Hideyuki Ishiguro, a strategist at Nomura Asset Management Co. in Tokyo, said Japan’s progress against the pandemic has been supportive for the market. On Monday, the government reported that 50.9% of the population has received two doses of coronavirus vaccine.
“Japan’s vaccination rate has topped 50% and is on a similar level to that of the U.S.,” he said. “Japanese equities had been showing unstable performance relative to U.S. and European equities because of political uncertainties and a delayed vaccination process but with the two factors having been resolved, investors’ moves to unwind their previous positions will continue.”
The Nikkei is now up about 12% for the year, with the Topix up 17%. That compares with a 19% gain for the S&P 500 Index and 17% advance for the STOXX Europe 600 Index.

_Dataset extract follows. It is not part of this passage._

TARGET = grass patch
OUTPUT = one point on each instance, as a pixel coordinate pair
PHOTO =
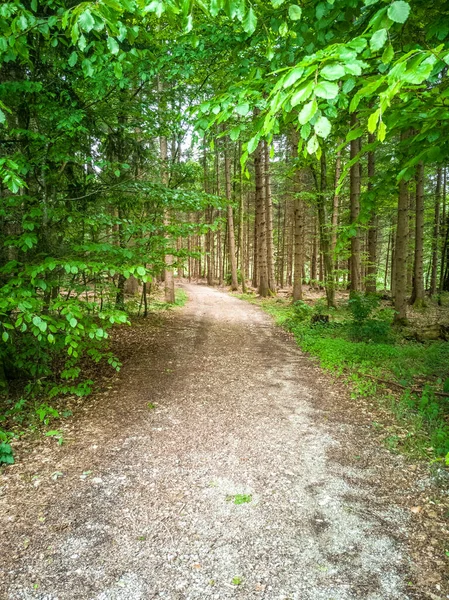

JPMorgan Chase & Co. strategists led by Marko Kolanovic advise adding to Japanese stocks. The resignation of Prime Minister Yoshihide Suga paves the way for a stable ruling party, a scenario that the firm says has historically produced better equity returns, they wrote in a client note. Taro Kono, a popular candidate among foreign investors, is the favorite among the public to replace Suga as the leader of the ruling party, according to a poll by Nikkei and TV Tokyo.
Foreign investors bought a net ¥662.7 billion ($6 billion) worth of Japanese equities and futures in the week through Sept. 3, the day news unexpectedly broke that Suga would not seek for another term as LDP leader. It was the most in a single week since February.